Physical Information: 0.5" H x 7.9" W x 8.4" (1.20 lbs) 224 pages
 
Descriptions, Reviews, Etc.
Publisher Description:

"This book is pure culinary fun " --Gale Gand, pastry chef, author, restaurateur, and TV personality

Cooking food on your waffle iron is not just a novelty but an innovation that leads to a great end product, all while giving the cook the bonus pleasure of doing something cool, fun, and vaguely nerdy (or giving a reluctant eater―your child, say―a great reason to dig in).

Why waffle?
The Ease Waffled Bacon and Eggs: First, waffle the bacon--fast, crisp, and no burnt edges--then the eggs, for lacy whites and perfect yolks (thanks, bacon fat).

The Melt Waffled Macaroni and Cheese: Waffled leftover mac 'n' cheese is a decadent grilled cheese sandwich--golden, buttery exterior and soft, cheesy insides.

The Dimples Spaghetti and Waffled Meatballs: That's right--cook meatballs in a waffle iron and create dimples where the sauce can pool.

The Cool Factor Waffled Oatmeal Chocolate Chip Cookies: Break out the waffle iron when it's time for dessert, and make soft, gooey cookies with grid marks. No oven required.

"Dan Shumski's genius lies in asking not what his waffler can do for him, but what he can stuff into his waffler, and following that question through to all of its delicious conclusions"

--J.Kenji Lopez-Alt (The Food Lab and seriouseats.com)

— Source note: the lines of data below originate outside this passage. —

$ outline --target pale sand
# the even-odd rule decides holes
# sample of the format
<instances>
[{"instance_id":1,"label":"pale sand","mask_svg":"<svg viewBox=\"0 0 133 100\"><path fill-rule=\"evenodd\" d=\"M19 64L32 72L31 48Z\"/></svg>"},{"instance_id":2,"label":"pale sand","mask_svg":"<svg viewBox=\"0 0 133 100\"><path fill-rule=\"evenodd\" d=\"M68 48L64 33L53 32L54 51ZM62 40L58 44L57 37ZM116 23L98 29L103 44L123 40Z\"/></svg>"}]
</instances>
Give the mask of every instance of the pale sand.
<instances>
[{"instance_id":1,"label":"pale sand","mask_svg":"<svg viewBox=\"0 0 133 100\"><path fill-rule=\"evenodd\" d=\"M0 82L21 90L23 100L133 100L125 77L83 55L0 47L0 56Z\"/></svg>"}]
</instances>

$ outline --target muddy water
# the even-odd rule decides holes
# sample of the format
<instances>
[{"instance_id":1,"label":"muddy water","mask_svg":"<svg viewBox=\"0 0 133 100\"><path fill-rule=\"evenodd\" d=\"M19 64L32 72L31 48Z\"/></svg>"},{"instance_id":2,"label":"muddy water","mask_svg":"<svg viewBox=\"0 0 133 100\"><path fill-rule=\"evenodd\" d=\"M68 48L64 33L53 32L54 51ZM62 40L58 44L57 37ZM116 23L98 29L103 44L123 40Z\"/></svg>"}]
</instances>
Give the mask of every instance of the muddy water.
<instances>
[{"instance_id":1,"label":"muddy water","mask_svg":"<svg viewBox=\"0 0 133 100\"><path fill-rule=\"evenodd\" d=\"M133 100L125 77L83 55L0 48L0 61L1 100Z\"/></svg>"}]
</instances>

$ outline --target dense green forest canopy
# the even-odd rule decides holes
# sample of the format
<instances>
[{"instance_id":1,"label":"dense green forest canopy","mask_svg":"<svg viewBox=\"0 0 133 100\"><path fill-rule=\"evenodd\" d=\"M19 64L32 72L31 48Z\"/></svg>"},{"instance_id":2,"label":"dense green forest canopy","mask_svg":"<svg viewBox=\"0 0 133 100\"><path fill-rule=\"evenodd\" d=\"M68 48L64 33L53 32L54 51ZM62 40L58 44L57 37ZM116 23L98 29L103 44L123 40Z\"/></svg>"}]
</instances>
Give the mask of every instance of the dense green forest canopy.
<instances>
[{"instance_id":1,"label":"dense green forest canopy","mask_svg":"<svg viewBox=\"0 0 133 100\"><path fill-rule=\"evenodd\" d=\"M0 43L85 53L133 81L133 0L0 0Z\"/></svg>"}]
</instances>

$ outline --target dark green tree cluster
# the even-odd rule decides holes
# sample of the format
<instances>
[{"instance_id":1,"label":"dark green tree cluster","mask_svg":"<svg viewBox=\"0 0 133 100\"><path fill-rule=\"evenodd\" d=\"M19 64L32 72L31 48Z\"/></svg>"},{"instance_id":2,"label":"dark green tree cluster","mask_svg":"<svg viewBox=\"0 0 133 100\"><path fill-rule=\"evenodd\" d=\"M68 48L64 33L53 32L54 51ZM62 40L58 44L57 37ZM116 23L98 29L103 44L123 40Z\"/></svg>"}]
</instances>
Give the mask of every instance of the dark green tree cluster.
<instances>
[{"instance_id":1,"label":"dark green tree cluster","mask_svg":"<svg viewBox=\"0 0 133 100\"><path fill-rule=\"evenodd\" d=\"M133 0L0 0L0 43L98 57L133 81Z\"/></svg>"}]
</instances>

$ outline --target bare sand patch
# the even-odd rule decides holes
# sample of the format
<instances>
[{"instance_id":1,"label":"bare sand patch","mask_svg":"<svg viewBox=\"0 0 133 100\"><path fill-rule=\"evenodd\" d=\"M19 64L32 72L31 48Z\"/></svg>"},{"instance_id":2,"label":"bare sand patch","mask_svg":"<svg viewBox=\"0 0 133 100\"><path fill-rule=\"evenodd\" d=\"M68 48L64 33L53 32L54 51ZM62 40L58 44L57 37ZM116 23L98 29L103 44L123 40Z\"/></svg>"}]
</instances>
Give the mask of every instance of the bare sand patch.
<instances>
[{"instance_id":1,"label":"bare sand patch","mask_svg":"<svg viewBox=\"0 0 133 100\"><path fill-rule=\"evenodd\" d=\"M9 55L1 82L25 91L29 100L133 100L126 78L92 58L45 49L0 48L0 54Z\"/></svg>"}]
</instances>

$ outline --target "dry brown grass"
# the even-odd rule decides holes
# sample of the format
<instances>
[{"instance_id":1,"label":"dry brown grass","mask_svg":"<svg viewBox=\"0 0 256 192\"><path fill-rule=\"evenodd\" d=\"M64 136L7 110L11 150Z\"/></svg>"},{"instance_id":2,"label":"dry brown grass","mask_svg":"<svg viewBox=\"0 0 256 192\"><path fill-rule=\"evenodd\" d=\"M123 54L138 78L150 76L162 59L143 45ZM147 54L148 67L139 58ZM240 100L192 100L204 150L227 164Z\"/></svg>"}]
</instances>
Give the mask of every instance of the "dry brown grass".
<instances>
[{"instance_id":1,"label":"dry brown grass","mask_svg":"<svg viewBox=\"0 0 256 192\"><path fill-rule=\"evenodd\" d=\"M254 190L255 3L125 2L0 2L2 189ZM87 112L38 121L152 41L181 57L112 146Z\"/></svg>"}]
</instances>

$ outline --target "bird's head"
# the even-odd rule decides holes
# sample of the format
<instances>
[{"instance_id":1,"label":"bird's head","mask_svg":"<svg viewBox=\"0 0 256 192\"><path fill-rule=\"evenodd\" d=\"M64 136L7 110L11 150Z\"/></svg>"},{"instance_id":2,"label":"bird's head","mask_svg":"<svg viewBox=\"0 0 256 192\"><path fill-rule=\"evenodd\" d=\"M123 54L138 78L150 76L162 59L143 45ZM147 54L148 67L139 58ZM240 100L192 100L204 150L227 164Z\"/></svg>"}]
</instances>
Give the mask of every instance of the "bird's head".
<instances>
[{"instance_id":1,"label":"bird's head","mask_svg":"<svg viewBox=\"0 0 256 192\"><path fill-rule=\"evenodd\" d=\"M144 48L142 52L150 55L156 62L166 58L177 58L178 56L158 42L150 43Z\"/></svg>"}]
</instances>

Contributor Bio(s): Shumski, Daniel: -

Daniel Shumski is a writer and editor who has hunted ramen in Tokyo for the Washington Post and tracked down ice cream in Buenos Aires for the Los Angeles Times. Between stints at the Chicago Sun-Times and the Chicago Tribune, he worked for a Midwestern heirloom apple orchard. His first book, Will It Waffle?: 53 Irresistible and Unexpected Recipes to Make in a Waffle Iron, won praise from the New York Times, People magazine, and Food52. He lives in Montreal, where his French is still a work in progress.